Being an InfoSec Professional / Cybersecurity

The empathetic CISO

a roadmap for a people-centric approach to security

In July of 2017, I published “What is at the Center” on the website Security Current.  I made the argument that even though risk, networks, data and compliance can all be the center of a security program, it really should be people.  At the time, I suggested “Start thinking about security as a way to keep the workforce safe.”  I’ve taken my own advice and with the help of my caring colleagues and peers, I think I can finally lay it out.

First of all, the mission has not changed.  Protect the data.  Protect the systems, the network and the information assets wherever they are.  It’s what you get up for in the morning and it is what keeps you up at night.   You do a lot of delegating to accomplish this on-going mission.  You delegate to all the various teams that have direct responsibility for security and you delegate to all your technical controls. 

Take a minute to think about those technical controls.  All told, the vendors who supply them spend millions of dollars every year to refine them, keep them current, improve and evolve them.  They will rightly tell you that they are trying to stay one step ahead of the hackers.  That’s why you pay them and that’s why they invest in their products.   You still most likely layer your controls for defense in depth.  For example, your secure email gateway, your endpoint protection product, your secure web gateway and your more traditional firewall might all have functionality to block malicious websites. 

Likewise, whether your team is all in-house or you outsource some security operations functions, you probably have dedicated specialists for whom security is their primary role.  Responding to alerts and monitoring your environment is what they are trained to do and they have probably have set procedures for those functions which cover most situations.

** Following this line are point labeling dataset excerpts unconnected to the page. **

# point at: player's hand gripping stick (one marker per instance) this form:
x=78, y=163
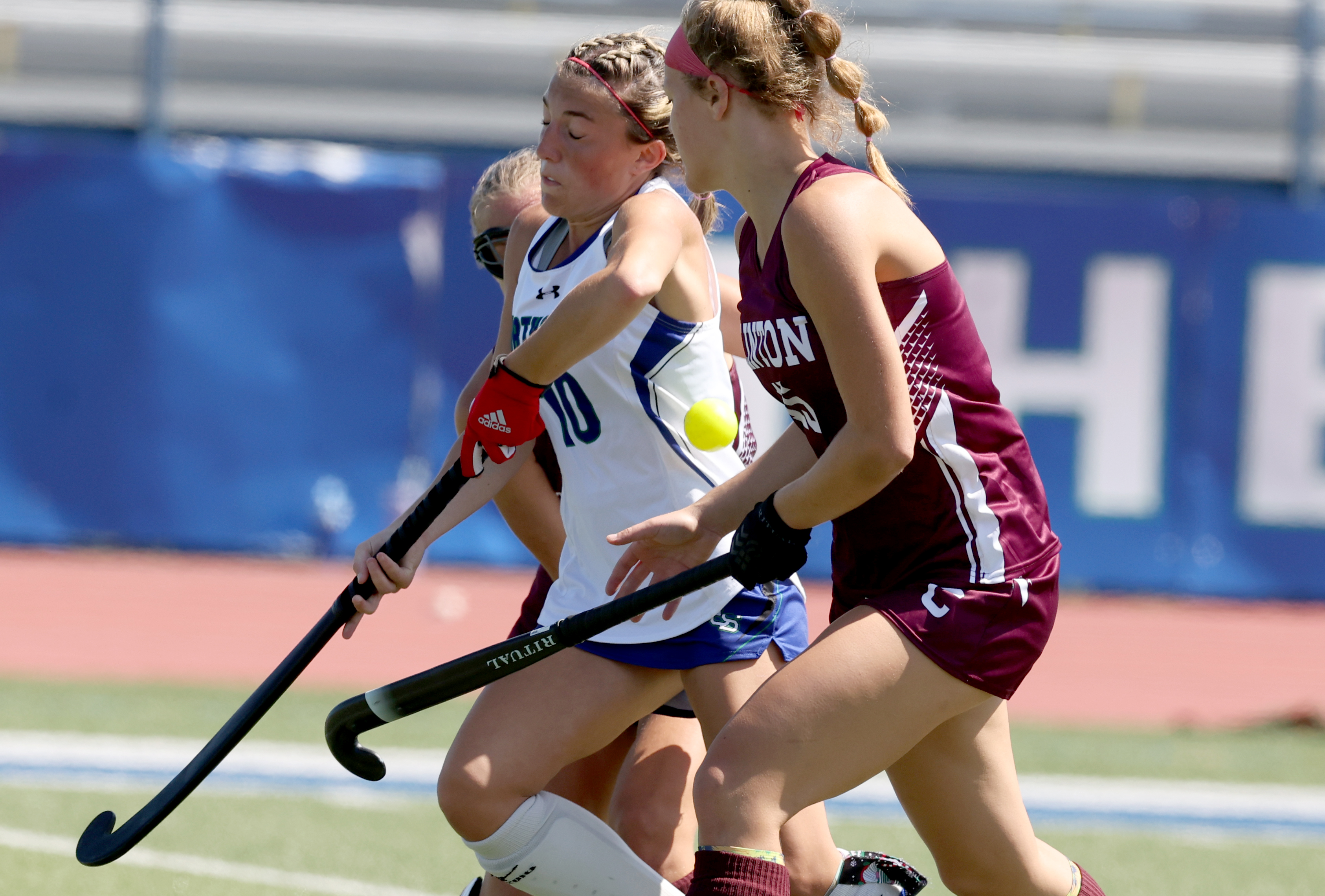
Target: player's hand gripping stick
x=458, y=678
x=101, y=843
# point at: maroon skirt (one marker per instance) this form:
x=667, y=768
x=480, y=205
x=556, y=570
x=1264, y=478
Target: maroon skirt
x=986, y=635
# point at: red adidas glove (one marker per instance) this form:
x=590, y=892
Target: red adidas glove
x=503, y=417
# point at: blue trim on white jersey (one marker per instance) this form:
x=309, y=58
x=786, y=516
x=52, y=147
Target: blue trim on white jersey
x=580, y=251
x=663, y=342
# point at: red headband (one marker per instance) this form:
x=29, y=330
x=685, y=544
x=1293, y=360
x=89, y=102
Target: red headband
x=683, y=59
x=631, y=112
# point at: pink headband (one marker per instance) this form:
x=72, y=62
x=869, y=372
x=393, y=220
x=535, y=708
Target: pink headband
x=683, y=59
x=631, y=112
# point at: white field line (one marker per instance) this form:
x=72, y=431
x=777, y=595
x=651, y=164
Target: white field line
x=73, y=761
x=204, y=867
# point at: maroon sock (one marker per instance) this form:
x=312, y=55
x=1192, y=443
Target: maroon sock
x=1088, y=886
x=727, y=874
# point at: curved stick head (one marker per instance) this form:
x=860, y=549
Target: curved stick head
x=97, y=845
x=342, y=732
x=361, y=760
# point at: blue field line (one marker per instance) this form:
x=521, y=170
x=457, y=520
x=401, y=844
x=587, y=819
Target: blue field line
x=892, y=812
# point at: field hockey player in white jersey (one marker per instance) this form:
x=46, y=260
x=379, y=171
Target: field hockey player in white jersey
x=613, y=323
x=640, y=782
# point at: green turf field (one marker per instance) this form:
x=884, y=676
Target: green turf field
x=1264, y=755
x=409, y=845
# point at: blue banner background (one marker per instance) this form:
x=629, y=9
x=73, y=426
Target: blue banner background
x=190, y=344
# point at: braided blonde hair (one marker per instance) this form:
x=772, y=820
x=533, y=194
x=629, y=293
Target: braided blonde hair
x=784, y=52
x=633, y=64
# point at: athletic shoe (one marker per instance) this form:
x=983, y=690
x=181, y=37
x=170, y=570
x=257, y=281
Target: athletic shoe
x=875, y=874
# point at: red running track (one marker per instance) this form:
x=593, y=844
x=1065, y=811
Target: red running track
x=187, y=618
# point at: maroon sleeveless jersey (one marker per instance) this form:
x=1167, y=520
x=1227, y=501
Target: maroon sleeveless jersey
x=970, y=505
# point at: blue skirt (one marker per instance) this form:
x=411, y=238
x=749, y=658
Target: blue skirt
x=768, y=613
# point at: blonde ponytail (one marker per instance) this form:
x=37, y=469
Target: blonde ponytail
x=778, y=56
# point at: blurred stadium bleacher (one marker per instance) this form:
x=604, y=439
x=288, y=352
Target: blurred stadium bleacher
x=1192, y=88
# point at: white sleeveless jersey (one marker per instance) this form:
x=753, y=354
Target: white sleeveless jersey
x=617, y=422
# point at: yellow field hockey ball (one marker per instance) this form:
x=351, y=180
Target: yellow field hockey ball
x=711, y=424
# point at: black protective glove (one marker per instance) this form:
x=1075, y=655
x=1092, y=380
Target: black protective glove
x=766, y=549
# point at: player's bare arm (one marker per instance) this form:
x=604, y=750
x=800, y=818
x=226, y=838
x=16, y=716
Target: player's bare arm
x=390, y=577
x=647, y=246
x=729, y=291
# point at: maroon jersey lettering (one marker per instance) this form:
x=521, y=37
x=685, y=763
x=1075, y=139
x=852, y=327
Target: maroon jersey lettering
x=970, y=505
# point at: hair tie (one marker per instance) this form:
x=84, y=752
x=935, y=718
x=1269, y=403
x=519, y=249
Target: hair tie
x=630, y=112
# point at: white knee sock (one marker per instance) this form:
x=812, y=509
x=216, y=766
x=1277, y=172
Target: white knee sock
x=553, y=847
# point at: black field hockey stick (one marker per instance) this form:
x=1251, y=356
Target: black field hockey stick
x=458, y=678
x=101, y=843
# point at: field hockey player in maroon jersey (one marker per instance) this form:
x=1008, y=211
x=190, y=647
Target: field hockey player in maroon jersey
x=945, y=568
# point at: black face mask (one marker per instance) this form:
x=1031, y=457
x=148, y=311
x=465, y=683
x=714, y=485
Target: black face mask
x=485, y=250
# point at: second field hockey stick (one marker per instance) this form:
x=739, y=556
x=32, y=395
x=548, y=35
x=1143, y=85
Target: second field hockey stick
x=450, y=680
x=101, y=843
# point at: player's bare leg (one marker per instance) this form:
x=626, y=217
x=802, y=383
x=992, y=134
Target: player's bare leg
x=586, y=782
x=528, y=727
x=805, y=839
x=980, y=837
x=858, y=701
x=652, y=808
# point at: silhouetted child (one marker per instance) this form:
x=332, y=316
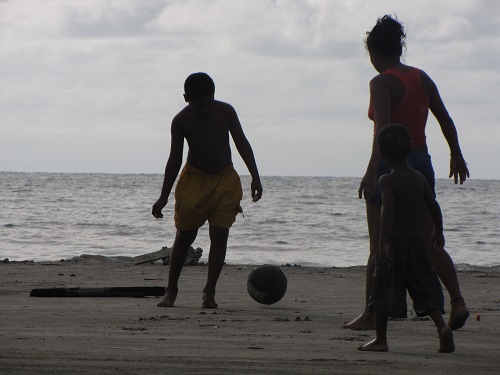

When an attack is successful, all those controls failed.  If someone in accounting receives an email with a link to a malicious website in it and they then click on it and that begins a malware attack, then consider how many specialized security controls just failed.  I am going to get blunt about this: anyone who thinks the person in accounting is the weakest link in this scenario is not thinking this through very much. 

That person in accounting is without a doubt your last line of defense.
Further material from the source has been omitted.